当時の小学生にとって国語や修身の教科書に墨を塗って読めなくすることは、価値観が180度変わった事を指し示す重大な出来事で、先生達の態度がころりと変わった事で人間不信に陥った人達も多かったようです。やがて彼らが安保闘争などに傾倒していく気持ちもわからないではありません。
正田美智子嬢も、学校で「教育勅語」を暗唱していた筈です。
「朕思ふに・・・」で始まる教育勅語は日本人の根幹を示す大事な教えだったと思いますが、「墨塗り」によって「朕=天皇」を否定する考えが頭の隅によぎったのかなと思ったり。
一方、その1世代上の大正初期生まれの私の両親はどっぷり戦前の教育に浸っていたし、母は教育者で「教育勅語」を暗唱させる側にいたのです。台湾で日本人の子達でなく裕福な中国人の子供達にも同じような教育を施していました。父は戦争で負傷した後に台湾へ渡ります。
二人に思想のぶれや考え方の変化はありませんでした。
正田美智子は雙葉中学ではなく、聖心女子に入学しました。
雙葉が自宅から遠かったことで祖母のきぬさんが雙葉への進学に反対。
学校側の了承を取り、聖心女子に入学したのでした。
1951年ころ 運動会の?写真
1951年 軽井沢のテニスコートにて
1951年(昭和26年)当時といえば、すでに華族制度はなくなり11宮家も臣籍降下をしていました。宮邸はGHQに取り上げられ、その後は莫大な税金をかけられて世間に放り出される始末。

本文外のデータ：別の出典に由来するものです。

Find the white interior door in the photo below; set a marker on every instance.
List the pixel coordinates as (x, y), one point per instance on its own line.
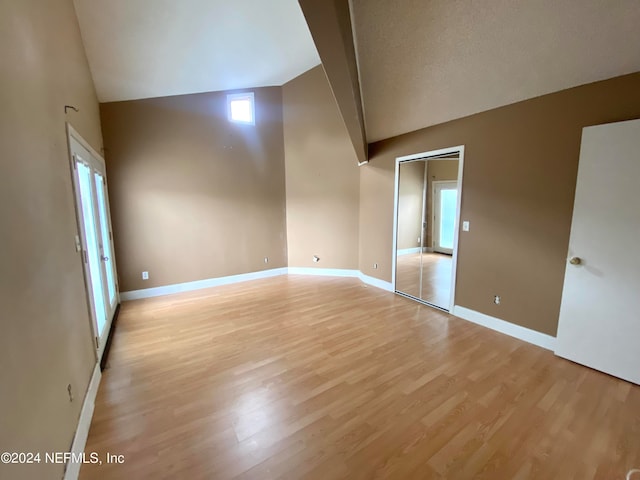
(600, 312)
(445, 204)
(96, 237)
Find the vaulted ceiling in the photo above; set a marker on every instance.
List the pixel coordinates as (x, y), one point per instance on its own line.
(152, 48)
(424, 62)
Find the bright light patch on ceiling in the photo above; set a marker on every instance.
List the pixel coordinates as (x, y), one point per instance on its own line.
(241, 108)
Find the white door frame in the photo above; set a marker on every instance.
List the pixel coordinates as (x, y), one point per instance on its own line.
(430, 155)
(434, 202)
(99, 165)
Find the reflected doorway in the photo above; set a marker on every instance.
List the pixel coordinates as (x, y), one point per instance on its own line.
(428, 194)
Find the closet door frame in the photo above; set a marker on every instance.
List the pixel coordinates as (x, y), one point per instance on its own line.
(432, 154)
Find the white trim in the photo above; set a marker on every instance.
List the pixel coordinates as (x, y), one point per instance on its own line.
(531, 336)
(376, 282)
(72, 469)
(199, 284)
(214, 282)
(409, 251)
(426, 156)
(326, 272)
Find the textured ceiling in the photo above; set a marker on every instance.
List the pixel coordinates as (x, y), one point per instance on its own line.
(153, 48)
(424, 62)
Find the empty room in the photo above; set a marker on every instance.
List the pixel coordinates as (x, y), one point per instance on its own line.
(305, 239)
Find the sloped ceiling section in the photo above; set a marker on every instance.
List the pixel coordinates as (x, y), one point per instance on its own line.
(330, 25)
(154, 48)
(428, 62)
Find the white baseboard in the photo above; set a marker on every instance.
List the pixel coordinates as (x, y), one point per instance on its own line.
(376, 282)
(214, 282)
(82, 431)
(540, 339)
(325, 272)
(199, 284)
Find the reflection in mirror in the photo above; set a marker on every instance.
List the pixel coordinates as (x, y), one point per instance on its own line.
(427, 207)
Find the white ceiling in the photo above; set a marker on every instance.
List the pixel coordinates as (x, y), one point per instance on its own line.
(426, 62)
(153, 48)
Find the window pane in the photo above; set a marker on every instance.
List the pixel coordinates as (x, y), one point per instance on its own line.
(88, 214)
(105, 240)
(448, 203)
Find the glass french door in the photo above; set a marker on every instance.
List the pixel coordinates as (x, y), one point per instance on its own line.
(95, 237)
(445, 201)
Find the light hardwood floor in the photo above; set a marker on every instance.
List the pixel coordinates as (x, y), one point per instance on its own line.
(326, 378)
(437, 270)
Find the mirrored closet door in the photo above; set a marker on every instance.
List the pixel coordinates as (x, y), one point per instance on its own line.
(427, 199)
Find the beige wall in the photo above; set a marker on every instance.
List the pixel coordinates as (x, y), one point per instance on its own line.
(46, 336)
(518, 185)
(410, 203)
(439, 171)
(322, 176)
(192, 195)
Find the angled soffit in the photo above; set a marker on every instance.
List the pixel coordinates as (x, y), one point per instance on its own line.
(428, 62)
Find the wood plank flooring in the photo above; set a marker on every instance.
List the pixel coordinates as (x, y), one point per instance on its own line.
(326, 378)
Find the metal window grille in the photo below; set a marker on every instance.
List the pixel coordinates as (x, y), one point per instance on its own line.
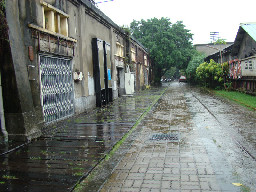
(56, 87)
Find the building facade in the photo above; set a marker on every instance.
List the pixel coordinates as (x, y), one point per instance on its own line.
(64, 57)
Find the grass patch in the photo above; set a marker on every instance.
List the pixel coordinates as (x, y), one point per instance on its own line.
(240, 98)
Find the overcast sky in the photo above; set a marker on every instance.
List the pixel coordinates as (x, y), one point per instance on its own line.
(199, 16)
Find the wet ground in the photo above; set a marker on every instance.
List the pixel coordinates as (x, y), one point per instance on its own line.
(66, 153)
(191, 141)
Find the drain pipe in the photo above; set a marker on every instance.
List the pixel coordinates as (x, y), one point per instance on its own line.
(2, 121)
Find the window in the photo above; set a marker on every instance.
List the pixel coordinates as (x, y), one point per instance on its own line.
(119, 50)
(54, 19)
(246, 65)
(145, 60)
(250, 64)
(133, 54)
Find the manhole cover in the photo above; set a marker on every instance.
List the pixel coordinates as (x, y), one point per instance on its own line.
(165, 137)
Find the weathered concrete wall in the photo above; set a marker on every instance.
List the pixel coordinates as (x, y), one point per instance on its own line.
(28, 39)
(22, 109)
(247, 46)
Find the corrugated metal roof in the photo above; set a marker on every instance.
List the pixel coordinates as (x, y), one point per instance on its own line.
(250, 28)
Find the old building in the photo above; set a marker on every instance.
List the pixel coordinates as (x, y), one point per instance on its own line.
(63, 58)
(243, 64)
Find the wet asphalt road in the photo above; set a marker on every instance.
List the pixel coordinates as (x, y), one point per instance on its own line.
(69, 150)
(190, 141)
(215, 146)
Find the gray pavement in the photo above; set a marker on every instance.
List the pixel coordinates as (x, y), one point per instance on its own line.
(69, 150)
(187, 143)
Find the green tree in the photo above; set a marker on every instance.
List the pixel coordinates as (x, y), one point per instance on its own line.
(169, 44)
(196, 60)
(211, 74)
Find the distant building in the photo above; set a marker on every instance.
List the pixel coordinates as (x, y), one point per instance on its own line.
(210, 48)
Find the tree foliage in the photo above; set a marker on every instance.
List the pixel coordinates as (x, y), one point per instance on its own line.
(196, 60)
(212, 74)
(169, 44)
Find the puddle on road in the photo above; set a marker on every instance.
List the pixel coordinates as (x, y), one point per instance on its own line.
(58, 159)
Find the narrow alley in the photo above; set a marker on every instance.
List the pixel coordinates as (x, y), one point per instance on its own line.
(191, 141)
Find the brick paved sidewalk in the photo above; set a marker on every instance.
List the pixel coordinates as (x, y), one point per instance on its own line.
(167, 165)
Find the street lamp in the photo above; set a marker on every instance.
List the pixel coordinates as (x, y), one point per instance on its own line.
(218, 50)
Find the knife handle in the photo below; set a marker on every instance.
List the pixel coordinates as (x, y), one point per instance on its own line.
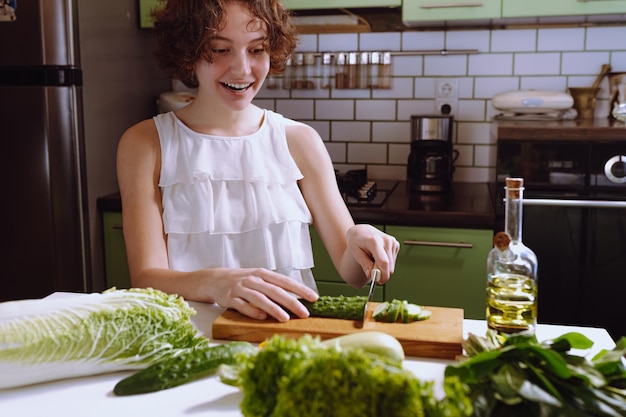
(375, 275)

皇族や華族の屋敷を買い取ったのは、戦後のゴタゴタでお金を手にした「成金」達。
栄華を誇った特権階級が軒並み没落していき、有楽町のガード下には華族のお姫様が「パンパン」として立っていたなどという話を聞く事もあったようです。
国全体が飢えと貧困に苦しみ、引き揚げ者達で日本中が困っていたころの正田家は大変裕福な家庭に見えます。
正田家が経営する日清製粉は戦後も順調に成長して行ったのですね。
このような「新興貴族」の台頭が旧皇族や旧華族達のプライドをずたずたにしたことはいうまでもありません。
特に聖心女子大学のキャンパスは元香淳皇后の実家である「久邇宮家」の跡地。
正田美智子と香淳皇后の招かれざる縁というか、対立の構図はすでに出来上がっていたのかもしれません。
1951年秋 河口湖へ修学旅行
1953年 聖心女子大への入学試験後
1953年 聖心女子高等学校の卒業式
軽井沢のテニス大会で優勝
1955年 四国に家族旅行
成人の日の記念論文「はたちの願い」に応募し2位入賞
タイトルは「私達は虫くいのリンゴではない」
「成人の日を前にして、過去二十年の私の足どりを静かに顧みる時、私の脳裏には、 ある老人の語られた言葉が強くよみがえって来るのです。
「不安な、よりどころのない環境から、貴女達年齢の者に共通した性格が生れて来ている」
世間ではいわゆる「アプレ気質」で通っている私達に共通した性格、それは他の多くの人からも聞くことなのですが、私達年齢の者が二種に大別される--つまり感受性の強い 小学校五、六年のころを、変転の激しい不安な環境の中に過ごした結果、ある者は極端に 空想世界へと逃避し、他はあまりにも現実を見つめすぎる傾向が強いというのです。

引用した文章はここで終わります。